Se rompió el puente y me caí. Y me sumergí en las olas menos
cercanas a míticos icerbergs y punto de partida. Lo peor, es que eran olas
color ocre, y yo nunca supe qué era precisamente el color ocre. Incluso,
desconociendo, me parecía insulso, insípido. Decir “ocre”, como el que saca al
campo de juego al “colorado”, para mandar al descenso al original rojo. Ocre,
para mí inútil, absurdo. Absurdo como disgustarse frente a un plato culinario
que uno jamás probó. La idea fija al brócoli, sólo por tenerlo a pocos
centímetros. Sólo idea fija.
El ocre raro, también porque esas olas lo habían escogido a
él. Ni siquiera a un azul Francia, aunque también sea de público conocimiento
que la bandera francesa tiene el mismísimo azul que la estadounidense. Debe ser
porque de los yanquis es el mundo, entonces el azul raro, ése azul raro, le
pertenece a los franceses, como así también el mayo revolucionario. En fin.
Nada más desagradable que el ocre. Y verme a mí mismo hundido, fundido, nadando
de noche… ¡Ocre!
Lejos de casa y pensando en ella. En qué habría sido de mi
vida junto a su terquedad, que con sólo mirarme, predecía asquerosamente que
íbamos a caer del puente; que ese puente no iba a transformarse en muro, pero
que iba a esfumarse de nuestro camino, como lo que rozase el triángulo de las
Bermudas. Y el puente expiró. Y con él, mis deseos, mis proyectos, jolgorios.
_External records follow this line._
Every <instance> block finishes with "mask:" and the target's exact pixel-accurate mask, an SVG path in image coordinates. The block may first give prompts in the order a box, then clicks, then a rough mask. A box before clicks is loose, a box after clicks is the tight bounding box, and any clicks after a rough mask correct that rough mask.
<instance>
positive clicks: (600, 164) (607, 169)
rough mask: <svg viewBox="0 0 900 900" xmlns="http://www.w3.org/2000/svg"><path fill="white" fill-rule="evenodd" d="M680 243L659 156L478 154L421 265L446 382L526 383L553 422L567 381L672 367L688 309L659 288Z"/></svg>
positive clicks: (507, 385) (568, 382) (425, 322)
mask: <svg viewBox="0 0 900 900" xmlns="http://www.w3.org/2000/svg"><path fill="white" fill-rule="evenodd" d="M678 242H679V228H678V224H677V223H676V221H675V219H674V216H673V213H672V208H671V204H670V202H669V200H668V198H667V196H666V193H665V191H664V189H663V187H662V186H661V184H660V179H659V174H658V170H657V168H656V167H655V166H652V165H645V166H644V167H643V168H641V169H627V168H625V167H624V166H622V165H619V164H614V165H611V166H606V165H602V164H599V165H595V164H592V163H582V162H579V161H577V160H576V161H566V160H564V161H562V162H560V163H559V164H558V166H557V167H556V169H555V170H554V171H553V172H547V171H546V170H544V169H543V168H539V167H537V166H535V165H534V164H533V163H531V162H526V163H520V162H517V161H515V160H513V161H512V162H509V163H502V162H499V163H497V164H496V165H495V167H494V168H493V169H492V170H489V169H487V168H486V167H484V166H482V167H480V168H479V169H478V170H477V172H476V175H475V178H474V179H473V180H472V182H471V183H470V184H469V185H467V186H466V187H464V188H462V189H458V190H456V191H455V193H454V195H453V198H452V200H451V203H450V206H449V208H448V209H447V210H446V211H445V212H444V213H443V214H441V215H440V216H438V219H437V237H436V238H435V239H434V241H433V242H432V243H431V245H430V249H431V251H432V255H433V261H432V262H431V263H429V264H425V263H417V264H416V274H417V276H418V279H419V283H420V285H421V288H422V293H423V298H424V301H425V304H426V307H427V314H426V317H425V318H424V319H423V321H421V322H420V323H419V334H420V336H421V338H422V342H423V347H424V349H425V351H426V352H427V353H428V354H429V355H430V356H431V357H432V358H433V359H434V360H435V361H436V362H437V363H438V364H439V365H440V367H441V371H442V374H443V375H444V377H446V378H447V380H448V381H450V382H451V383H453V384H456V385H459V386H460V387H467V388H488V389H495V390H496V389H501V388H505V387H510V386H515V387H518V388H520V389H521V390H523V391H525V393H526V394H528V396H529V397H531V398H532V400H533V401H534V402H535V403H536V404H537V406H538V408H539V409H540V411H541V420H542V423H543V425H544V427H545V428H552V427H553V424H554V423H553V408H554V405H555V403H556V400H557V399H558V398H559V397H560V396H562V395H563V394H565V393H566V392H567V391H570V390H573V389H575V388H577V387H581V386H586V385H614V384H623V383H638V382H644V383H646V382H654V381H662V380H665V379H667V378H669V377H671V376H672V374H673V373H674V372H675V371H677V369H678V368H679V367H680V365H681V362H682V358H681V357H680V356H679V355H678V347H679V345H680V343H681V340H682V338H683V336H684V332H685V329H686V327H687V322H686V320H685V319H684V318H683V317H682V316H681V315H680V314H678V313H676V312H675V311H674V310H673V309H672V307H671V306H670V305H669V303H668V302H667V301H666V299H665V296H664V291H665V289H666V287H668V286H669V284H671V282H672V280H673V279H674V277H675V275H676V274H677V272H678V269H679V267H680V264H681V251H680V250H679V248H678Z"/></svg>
Pero también mis penurias, mi angustia crónica. Porque lo único que prevalecía
en esta emboscada, era olvidarse de todo por algún rato para nadar de noche y
resguardar mi ¿valiosa? Vida. Era una prueba del destino (¿lo era?). Era una
burla, no me jodan. De todos modos, ¿qué hay, más trillado que el mal hábito
humano de culpar al machacado destino?. De otorgarle entidad, piel, ojos, manos
y un cerebro maldito que decide cómo serán nuestras vidas y con qué asustarnos.
De darle vida, como al Estado, como a un Dios. Pero yo no soy distinto a ellos,
y seguiré esa misma línea de plagio universal diciendo que sí. Que el destino
me puso a prueba efectivamente; que quería reflejarme de rodillas, cara a cara
con el cristal de mi pulsión vital. Quería saber, el destino, si lo que yo
buscaba, era vivir. Parecía como si el chiste mpas grande de mi vida, hubiese
encarnado en la ola color ocre, para verme luchando contra molinos de viento,
con la fuerza que solía tener, y que ella, por error, guardó en su maleta. Y
finalmente, cuando toqué el fondo del cliché, me sentí vacío… Pero tapado hasta
el extremo de agua; contuve mis ganas de respirar, porque aunque quisiera, esas
estúpidas aguas ocre me lo impedían. Yo era un ave de paso atorado bajo los
escombros de esa porquería de puente maldito, pero nada amedrentaba mi ánimo de
quitarle al mundo un poco más de ácido, para tomármelo de vez en cuando en el
desayuno, por algunos años más.
Nada me detuvo: Yo quería vivir. Pero,
claramente, mientras yacía como un sobreviviente fracasado, sentí como si
alguien me tirara bruscamente de los tobillos, y luego me disparara un golpe de
aire en la cabeza. Era lógico. Estaba despertando de ese siniestro oleaje ocre,
totalmente consciente de haber luchado estoico, con el peligro frente a frente.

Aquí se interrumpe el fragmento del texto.